From owner-freebsd-hackers  Fri Jan 10 12:18:33 1997
Return-Path: <owner-hackers>
Received: (from root@localhost)
          by freefall.freebsd.org (8.8.4/8.8.4) id MAA29824
          for hackers-outgoing; Fri, 10 Jan 1997 12:18:33 -0800 (PST)
Received: from phaeton.artisoft.com (phaeton.Artisoft.COM [198.17.250.211])
          by freefall.freebsd.org (8.8.4/8.8.4) with SMTP id MAA29814
          for <hackers@freebsd.org>; Fri, 10 Jan 1997 12:18:30 -0800 (PST)
Received: (from terry@localhost) by phaeton.artisoft.com (8.6.11/8.6.9) id NAA20414; Fri, 10 Jan 1997 13:06:51 -0700
From: Terry Lambert <terry@lambert.org>
Message-Id: <199701102006.NAA20414@phaeton.artisoft.com>
Subject: Re: mount -o async on a news servre
To: scrappy@hub.org (The Hermit Hacker)
Date: Fri, 10 Jan 1997 13:06:51 -0700 (MST)
Cc: hackers@freebsd.org
In-Reply-To: <Pine.BSF.3.95.970110065253.5112P-100000@thelab.hub.org> from "The Hermit Hacker" at Jan 10, 97 06:59:08 am
X-Mailer: ELM [version 2.4 PL24]
MIME-Version: 1.0
Content-Type: text/plain; charset=US-ASCII
Content-Transfer-Encoding: 7bit
Sender: owner-hackers@freebsd.org
X-Loop: FreeBSD.org
Precedence: bulk

More information that you probably want; on the other hand, this is
the first time I've laid out explicit examples of failure cases in
anything but the broadest terms (I've always felt they should be
blatantly obvious to anyone who has looked at the problem enough
that they were willing to post comments; unfortunately, not enough
people have that much self control).


> 	Exactly *how* dangerous is setting a file system to async?

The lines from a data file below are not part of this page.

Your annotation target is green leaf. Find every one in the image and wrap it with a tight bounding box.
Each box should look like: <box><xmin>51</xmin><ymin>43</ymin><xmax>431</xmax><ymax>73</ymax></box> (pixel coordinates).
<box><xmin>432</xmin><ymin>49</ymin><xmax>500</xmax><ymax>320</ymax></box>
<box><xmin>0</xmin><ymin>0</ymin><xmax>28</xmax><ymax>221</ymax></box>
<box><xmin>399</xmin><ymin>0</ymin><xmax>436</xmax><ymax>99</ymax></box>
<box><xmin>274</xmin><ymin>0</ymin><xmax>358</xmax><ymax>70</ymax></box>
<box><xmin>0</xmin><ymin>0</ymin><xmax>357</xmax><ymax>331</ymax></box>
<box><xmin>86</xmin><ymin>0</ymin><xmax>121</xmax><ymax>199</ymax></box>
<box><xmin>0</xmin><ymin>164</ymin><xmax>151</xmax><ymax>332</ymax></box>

Depends on how much you will miss the data if it disappears.  For
passive news servers, not very.  For those which you post users
articles to, when you rebuild the FS, you will get the articles which
have propagated already, but your users articles for the propagation
delay period (times a 1.5 probability vector) could be lost.  So
Bob posts something, your server crashes before it is propagated,
and Bob's article is now lost.

If you provide posting services, this denial of service may in fact
annoy some people.  It would annoy me, if it happened.

For a regular FS, it is nearly too dangerous to contemplate, unless
you can guarantee that the only time your system will go down is
when you shut it down on purpose (ie: you have a UPS, adequate
environmental controls for the room the machine lives in, etc.).


Effectively, then, you are engaging in a risk/reward analysis.


> 	In my case, I'm braving it on a news server, just the ccd
> device that contains both the news admin and spool directories.  The
> drive is local to the system.
> 
> 	My understanding of asynchronous I/O is that it doesn't wait
> for an acknowledgement from the system before going to the next
> write (only, its a very basic understanding?), so I'm curiuos as how
> it would handle writting the history file itself? 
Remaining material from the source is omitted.